3.5 La collecte de données : la réalisation d’entretiens semi-dirigés, le recueil de récits de vie et la tenue de

3.5.2 Le recueil de récits de vie auprès des réfugiés d’origine bhoutanaise

Alors que l’entretien semi-dirigé s’avérait approprié pour soutenir la collecte de données auprès des personnes- ressources, une autre approche semblait plus à propos pour recueillir les témoignages des réfugiés d’origine bhoutanaise sur leur parcours d’apprentissage du français. Considérant l’ancrage épistémologique et théorique de cette recherche, qui s’appuie notamment sur la perspective des parcours de vie (Mortimer et Shanahan, 2003; Sapin et al., 2007), le recours aux récits de vie (Bertaux, 2010) se présentait comme la méthode la plus adéquate.

C’est au lendemain de la Première Guerre mondiale que l’utilisation des récits de vie, ou histoires de vie (Peneff, 1990), comme méthode d’enquête pour parvenir à une meilleure compréhension des différentes dynamiques

sociales a connu son essor. Cette approche méthodologique innovait en ce qu’elle privilégiait le recours à des sources orales pour appréhender et pour chercher à comprendre les processus sociaux et leur transformation (Géraud et al., 2013; Peneff, 1990; Thomas et Znaniecki, 1996).

En France, l’intérêt des intellectuels pour les récits de vie se fit attendre jusqu’au début des années 1970 (Géraud et al., 2013, p. 40). À cet égard, l’ethnologue française Camille Lacoste-Dujardin encourageait les jeunes ethnologues à plonger dans leur travail de terrain en recueillant des histoires de vie, et ce, dès le départ : « En effet, à travers une relation vécue, l’enquête accède de plain-pied au niveau du conscient individuel. Cela peut être très utile au début de l’enquête, car, en permettant cet accès direct au mode de pensée de ses interlocuteurs, à leur système de valeurs propres, le chercheur est à même d’en assimiler les rudiments, ce qui peut, par la suite, lui éviter bien des maladresses » (1977, p. 102).

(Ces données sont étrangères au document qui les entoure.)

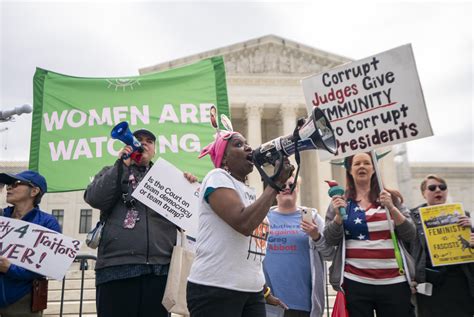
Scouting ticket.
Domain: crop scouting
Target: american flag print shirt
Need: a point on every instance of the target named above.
(370, 255)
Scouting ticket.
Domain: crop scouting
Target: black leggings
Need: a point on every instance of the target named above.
(132, 297)
(387, 300)
(209, 301)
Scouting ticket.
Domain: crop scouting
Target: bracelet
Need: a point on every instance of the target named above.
(267, 292)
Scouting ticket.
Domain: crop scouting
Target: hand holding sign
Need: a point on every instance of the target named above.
(166, 191)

L’intérêt pour les récits de vie est désormais répandu dans diverses disciplines dont les préoccupations de recherche portent sur une meilleure compréhension de l’interprétation que les individus se font des évènements auxquels ils prennent part. C’est notamment le cas des chercheurs qui s’inscrivent dans le courant de l’interactionnisme symbolique (Le Breton, 2016; Poupart, 2011) et de ceux qui s’intéressent aux trajectoires de vie des personnes immigrantes et réfugiées (Catani, 1982; Gohard-Radenkovic et Rachedi, 2009; Guilbert, 2007, 2011; Vatz Laaroussi, 2009, 2015). Enfin, le recours aux récits de vie favorise la prise en compte d’une « profondeur temporelle » et de la « dimension historique » (Bertaux, 2010, p. 69) dudit récit, ce qui rejoint les préceptes de la perspective du parcours de vie (Sapin et al., 2007).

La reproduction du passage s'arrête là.